En de opdrachtgevers laten ons vaak dikke contracten ondertekenen, met hopen clausules, waarin bepaald staat dat wij opdraaien voor de kosten in geval van fouten. Er hangen dus enorme financiële risico’s vast aan ons werk. Dat wordt vaak onderschat. Het eerste jaar dat ik dit werk deed, had ik de reglementen van alle sporten steeds op papier naast mij liggen, om toch maar geen fouten te maken. Maar intussen ken ik alle afmetingen van de sportvelden uit het hoofd. Om zeker te zijn dat alles foutloos verloopt, doe ik het uitmeten steeds helemaal zelf. Dat vertrouw ik aan niemand anders toe!”

.... en enkele minuten later is de verf droog en kan de tape al weg.

Fysiek labeur

Een andere reden waarom de job van belijner niet voor iedereen is weggelegd, is het feit dat het fysiek behoorlijk zwaar werk is.

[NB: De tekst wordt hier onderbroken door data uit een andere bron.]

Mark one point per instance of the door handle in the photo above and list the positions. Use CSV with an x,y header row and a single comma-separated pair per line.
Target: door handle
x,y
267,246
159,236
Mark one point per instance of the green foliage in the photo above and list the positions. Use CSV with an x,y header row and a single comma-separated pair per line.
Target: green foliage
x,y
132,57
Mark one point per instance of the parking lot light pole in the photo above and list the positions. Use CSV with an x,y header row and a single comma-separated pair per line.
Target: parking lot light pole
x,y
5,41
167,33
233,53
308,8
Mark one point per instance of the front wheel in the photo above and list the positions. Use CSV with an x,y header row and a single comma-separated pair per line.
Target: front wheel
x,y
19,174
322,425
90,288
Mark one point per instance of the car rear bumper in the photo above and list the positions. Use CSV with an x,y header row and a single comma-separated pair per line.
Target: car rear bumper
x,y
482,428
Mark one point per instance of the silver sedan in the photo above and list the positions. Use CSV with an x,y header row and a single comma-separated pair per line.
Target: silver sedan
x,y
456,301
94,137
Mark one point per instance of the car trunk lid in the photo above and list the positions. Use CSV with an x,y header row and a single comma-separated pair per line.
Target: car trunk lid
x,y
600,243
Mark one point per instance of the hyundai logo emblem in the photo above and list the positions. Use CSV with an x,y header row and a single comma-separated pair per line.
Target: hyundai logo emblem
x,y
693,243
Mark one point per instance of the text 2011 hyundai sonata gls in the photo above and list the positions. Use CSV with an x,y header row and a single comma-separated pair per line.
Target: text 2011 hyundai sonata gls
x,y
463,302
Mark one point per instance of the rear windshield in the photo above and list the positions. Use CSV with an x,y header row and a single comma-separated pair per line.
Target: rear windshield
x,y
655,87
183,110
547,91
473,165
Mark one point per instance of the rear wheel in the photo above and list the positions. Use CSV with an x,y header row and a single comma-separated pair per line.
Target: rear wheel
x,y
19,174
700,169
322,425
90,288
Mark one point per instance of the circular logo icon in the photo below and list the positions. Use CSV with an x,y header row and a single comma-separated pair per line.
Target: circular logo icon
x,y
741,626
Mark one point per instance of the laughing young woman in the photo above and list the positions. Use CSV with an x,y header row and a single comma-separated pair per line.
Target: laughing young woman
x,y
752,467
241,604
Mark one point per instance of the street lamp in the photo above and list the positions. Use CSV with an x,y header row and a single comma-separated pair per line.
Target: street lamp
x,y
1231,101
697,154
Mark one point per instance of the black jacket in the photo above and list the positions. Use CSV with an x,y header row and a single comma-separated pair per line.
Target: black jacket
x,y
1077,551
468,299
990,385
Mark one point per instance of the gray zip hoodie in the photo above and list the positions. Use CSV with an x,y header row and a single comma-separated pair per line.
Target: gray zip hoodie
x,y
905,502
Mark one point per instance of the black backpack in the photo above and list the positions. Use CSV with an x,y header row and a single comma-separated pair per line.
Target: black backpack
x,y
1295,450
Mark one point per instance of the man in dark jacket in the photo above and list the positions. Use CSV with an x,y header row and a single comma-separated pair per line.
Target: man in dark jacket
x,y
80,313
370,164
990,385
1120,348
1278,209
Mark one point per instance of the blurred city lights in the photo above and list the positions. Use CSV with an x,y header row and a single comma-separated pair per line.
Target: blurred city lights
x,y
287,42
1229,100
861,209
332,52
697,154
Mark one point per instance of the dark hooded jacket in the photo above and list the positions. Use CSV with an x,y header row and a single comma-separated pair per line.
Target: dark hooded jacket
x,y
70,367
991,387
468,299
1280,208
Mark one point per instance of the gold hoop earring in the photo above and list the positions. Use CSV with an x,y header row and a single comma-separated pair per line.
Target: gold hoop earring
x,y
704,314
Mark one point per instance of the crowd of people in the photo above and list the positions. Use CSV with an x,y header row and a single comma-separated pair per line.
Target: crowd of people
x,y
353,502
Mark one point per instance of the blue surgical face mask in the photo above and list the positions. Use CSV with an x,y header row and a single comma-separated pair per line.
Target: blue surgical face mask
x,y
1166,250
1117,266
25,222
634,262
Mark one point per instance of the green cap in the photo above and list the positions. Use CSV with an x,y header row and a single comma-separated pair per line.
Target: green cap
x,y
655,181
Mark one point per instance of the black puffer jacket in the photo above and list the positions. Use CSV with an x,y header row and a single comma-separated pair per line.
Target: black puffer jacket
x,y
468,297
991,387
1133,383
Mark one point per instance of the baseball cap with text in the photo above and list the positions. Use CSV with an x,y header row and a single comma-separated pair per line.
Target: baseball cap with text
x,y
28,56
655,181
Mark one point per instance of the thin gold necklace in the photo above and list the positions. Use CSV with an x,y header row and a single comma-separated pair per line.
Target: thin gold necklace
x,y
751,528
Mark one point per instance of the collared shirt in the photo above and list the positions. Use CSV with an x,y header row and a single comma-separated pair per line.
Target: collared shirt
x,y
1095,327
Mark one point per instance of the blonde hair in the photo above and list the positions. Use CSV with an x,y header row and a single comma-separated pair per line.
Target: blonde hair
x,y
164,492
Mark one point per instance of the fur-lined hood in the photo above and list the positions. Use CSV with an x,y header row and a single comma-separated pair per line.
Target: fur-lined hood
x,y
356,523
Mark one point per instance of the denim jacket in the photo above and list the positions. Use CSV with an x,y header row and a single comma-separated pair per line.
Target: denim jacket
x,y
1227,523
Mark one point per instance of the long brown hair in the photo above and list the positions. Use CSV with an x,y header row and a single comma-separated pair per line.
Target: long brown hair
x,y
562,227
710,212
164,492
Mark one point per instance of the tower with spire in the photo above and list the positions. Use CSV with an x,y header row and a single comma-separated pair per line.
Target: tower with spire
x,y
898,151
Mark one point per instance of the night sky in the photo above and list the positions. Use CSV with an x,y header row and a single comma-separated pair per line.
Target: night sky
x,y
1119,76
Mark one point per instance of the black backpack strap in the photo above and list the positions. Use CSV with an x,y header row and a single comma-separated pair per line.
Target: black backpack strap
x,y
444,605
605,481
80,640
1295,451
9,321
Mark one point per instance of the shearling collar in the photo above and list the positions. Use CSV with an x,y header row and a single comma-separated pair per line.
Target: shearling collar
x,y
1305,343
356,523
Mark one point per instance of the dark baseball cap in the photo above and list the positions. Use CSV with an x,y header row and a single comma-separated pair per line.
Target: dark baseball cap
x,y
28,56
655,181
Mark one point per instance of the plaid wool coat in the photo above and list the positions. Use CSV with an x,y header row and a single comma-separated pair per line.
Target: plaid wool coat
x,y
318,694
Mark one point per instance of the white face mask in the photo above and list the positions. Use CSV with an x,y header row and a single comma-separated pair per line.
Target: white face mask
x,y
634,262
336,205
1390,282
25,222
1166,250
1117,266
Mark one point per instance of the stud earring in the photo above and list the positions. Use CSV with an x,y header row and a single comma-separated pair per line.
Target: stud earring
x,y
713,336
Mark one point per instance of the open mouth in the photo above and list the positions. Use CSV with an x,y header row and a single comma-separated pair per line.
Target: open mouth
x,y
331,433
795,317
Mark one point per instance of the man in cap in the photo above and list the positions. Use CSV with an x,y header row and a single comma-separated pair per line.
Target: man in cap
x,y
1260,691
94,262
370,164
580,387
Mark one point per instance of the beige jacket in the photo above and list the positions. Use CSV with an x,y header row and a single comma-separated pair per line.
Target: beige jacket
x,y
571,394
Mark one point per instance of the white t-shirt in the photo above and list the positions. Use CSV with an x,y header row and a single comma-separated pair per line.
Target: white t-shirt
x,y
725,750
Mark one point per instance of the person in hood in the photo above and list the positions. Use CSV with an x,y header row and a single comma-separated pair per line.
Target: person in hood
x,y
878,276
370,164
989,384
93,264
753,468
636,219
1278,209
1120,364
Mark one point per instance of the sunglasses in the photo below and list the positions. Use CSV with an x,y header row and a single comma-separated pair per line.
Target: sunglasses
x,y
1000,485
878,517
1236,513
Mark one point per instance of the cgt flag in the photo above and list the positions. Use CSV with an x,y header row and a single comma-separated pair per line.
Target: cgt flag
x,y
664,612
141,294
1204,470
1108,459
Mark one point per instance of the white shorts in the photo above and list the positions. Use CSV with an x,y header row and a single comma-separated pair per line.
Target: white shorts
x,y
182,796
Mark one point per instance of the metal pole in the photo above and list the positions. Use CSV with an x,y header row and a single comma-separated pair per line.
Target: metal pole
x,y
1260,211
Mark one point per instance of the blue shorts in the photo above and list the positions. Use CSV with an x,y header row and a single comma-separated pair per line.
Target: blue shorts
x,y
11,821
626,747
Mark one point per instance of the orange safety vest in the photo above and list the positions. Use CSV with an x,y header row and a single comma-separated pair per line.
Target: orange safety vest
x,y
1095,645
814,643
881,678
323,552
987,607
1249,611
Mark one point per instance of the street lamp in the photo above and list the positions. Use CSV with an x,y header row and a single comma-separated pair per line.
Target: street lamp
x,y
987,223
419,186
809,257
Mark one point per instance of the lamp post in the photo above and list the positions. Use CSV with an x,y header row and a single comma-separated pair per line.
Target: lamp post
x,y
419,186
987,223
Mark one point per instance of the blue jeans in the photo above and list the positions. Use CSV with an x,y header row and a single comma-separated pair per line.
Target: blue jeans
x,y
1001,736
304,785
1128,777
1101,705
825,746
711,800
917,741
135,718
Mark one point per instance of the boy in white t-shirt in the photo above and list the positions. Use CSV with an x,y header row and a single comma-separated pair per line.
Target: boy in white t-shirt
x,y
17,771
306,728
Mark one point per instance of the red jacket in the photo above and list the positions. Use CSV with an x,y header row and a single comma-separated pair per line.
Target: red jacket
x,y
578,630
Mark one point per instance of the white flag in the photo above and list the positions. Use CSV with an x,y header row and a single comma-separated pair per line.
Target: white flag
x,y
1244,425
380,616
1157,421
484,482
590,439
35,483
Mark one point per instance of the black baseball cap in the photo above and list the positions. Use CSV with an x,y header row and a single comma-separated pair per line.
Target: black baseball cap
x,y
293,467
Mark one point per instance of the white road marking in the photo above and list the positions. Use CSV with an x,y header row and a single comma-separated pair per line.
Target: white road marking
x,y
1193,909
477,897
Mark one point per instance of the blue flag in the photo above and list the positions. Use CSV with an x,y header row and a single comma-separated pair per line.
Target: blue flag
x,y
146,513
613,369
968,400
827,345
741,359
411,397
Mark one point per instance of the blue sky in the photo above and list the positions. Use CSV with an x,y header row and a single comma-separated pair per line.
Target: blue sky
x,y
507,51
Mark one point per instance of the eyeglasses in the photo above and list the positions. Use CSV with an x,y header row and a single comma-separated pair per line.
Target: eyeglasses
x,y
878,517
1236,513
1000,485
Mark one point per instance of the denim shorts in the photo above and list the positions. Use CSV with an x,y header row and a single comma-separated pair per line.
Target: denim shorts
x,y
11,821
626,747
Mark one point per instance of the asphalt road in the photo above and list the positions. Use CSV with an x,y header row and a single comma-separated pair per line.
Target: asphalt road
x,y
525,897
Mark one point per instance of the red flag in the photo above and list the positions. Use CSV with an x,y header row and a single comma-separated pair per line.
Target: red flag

John Wevers: “In deze sporthal hebben we 7,5 kilometer tape aangebracht. Wanneer je rekening houdt dat we elke lijn moeten uitmeten, vervolgens de tape aanbrengen, dan aanrollen, verven en daarna weer de tape moet weghalen, dan besef je dat we op een dag heel wat kilometers afleggen. Ik denk dat we elke lijn zo’n 6 à 7 keer afstappen. Reken dus zelf maar uit hoeveel kilometers wij doen op een dag. Ik ben 55 jaar, en mijn kompaan Co is er zelfs al 63, maar veel twintigers zouden ons moordende ritme niet aanhouden. Voor ons is dit echter dagelijkse kost

Wij kunnen ook nooit vakantie nemen tijdens het bouwverlof, want veel scholen -die in die periode gesloten zijn – willen dan hun sportzaal onder handen laten nemen, ook veel openbare sporthallen maken graag gebruik van die periode, omdat het dan erg rustig is. De zomer is voor ons altijd razend druk!”